かつて、TwitterrificというアプリはiPhoneでTwitterを閲覧するための最も人気のあるアプリのひとつでした。しかし、現在、そのアプリを開発した会社であるアイコンファクトリーは苦境に立たされています。AIがその一因であるということです。
水曜日、アイコンファクトリーは資源不足のため、複数のアプリを売却すると発表しました。同社は、アプリの数が増えすぎて管理が難しくなったと説明していますが、実際には投資利益率の高いアプリに集中せざるを得ない状況です。
アイコンファクトリーの共同創業者であるゲッド・マヒュー氏は、「多くの満足した忠実な顧客がいる」としながらも、副次的な製品を維持することができないと述べています。
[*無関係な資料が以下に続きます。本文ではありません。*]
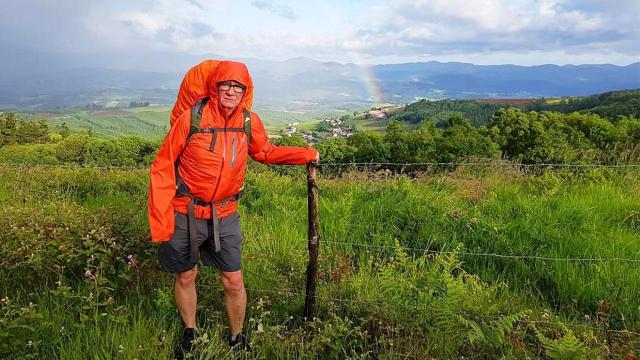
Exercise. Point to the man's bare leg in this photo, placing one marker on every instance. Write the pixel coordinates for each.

アイコンファクトリーは、Tapestry、Linea Sketch、Wallaroo、Tot、およびRetro Pixel Portraitsに関する新プロジェクトについては継続して取り組む方針です。一方で、他のアプリについては「真剣なオファー」を受け入れるとしています。これらの売却には知的財産権やソースコードが含まれるということです。
特に注目すべきは、AIが同社のビジネスに大きな影響を与えている点です。アイコンファクトリーの開発者であるショーン・ヘバー氏は、今月初めにMastodonの投稿で「ChatGPTや他のAIサービスが基本的にアイコンファクトリーを殺している」と述べました。
問題は、人々がAIを使ってモバイルアプリを代替していることではなく、アプリデザイン企業の需要が減少していることです。アイコンファクトリーは、自社アプリの開発に加えて、アイコンデザインやアプリデザイン、マーケティング資産の作成、ブランディング、コンサルティングサービスを提供して収益を上げていました。
これらのサービスは、現在AIによって脅かされています。「ChatGPTを使って5分で新しいアプリアイコンを生成し、数時間でアプリを作成することができる時代に、私たちがどうやって生計を立てていくべきか分かりません」とヘバー氏は述べています。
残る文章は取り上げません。